L’industrie pharmaceutique n’inclut pas suffisamment de femmes dans ses études
Les femmes sont sous-représentées dans les essais cliniques depuis longtemps et plusieurs dénoncent le fait que ce manque pourrait avoir des conséquences sur la santé des femmes.
Charles-Antoine Desmeules
Une publication de l’Association of American Medical Colleges (AAMC) explique que les femmes étaient rarement incluses dans les essais cliniques avant les années 90. En 2019, les femmes ne constituaient que 40% des participants, toujours selon la même association.
La cheffe de service recherche et clinique spécialisée du CIUSSS Saguenay-Lac-Saint-Jean, Marie-Andrée Régis, explique que ce serait en raison des préoccupations liées aux grossesses. Quand une personne souhaite faire partie d’une étude, elle doit comprendre en quoi consistent les essais cliniques et accepter que des effets secondaires puissent en découler. Quand une femme souhaite faire partie d’une étude, elle ne doit pas être enceinte ou tomber enceinte durant toute la durée des recherches puisque des dommages que les chercheurs ne connaissent pas pourraient survenir au fœtus ou à l’enfant.
À ce moment, cela devient plutôt une question de sécurité ou de choix personnels, explique Mme Régis. L’essai clinique cherche à savoir si le médicament est efficace et sécuritaire, mais n’ira pas tester les effets qu’il peut y avoir sur le fœtus qui serait exposé au médicament. « L’objectif c’est d’être bienveillant et non malfaisant, donc si on ne connaît pas tous les risques associés au fœtus pour une femme enceinte, et bien ça ne serait pas éthique de faire de la recherche avec elle sur un médicament dont on ne connaît pas tous les tenants et aboutissants », ajoute Mme Régis.

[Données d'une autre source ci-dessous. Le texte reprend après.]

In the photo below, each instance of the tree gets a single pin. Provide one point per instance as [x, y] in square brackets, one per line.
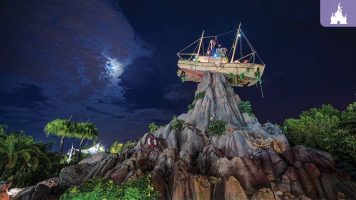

Quand un médicament est prescrit, il est ajusté en fonction de la personne, peu importe son genre. C’est pourquoi Marie-Andrée Germain n’est pas inquiète du nombre d’hommes ou de femmes présents pendant les tests. « Moi honnêtement, je fais confiance au système comme il est actuellement. Lorsque la compagnie dépense des millions de dollars pour faire les essais cliniques, je pense qu’ils prennent en considération l’ensemble des paramètres pour s’assurer qu’une fois que le médicament est commercialisé, qu’il convienne autant aux hommes qu’aux femmes. »
Julie Gauthier, qui est pharmacienne chez Proxim Martine Gravel et Sara Michaud à Jonquière, n’est pas vraiment du même avis. Elle croit plutôt que les femmes devraient être représentées de manière équitable dans les essais cliniques pour obtenir « la vraie image » de ce que le médicament pourrait faire sur elles.
Elle peut comprendre qu’il y a du pour et du contre, mais la raison d’une possible grossesse n’est peut-être pas suffisante selon elle pour ne pas inclure plus de femmes. « Si on était dans les années 1920, ça serait autre chose, mais je pense qu’aujourd’hui ça serait l’une des seules raisons pourquoi la femme ne serait pas incluse dans les tests. Peut-être qu’ailleurs ce n’est pas la même chose, mais ici je ne sens pas que ce soit un enjeu. »
Dans une lettre ouverte affichée sur le Journal of the American Medical Association (JAMA), plusieurs professionnels croient par ailleurs que le sexe devrait être pris en compte et mentionné dans les résultats des études, mais aussi le genre de la personne.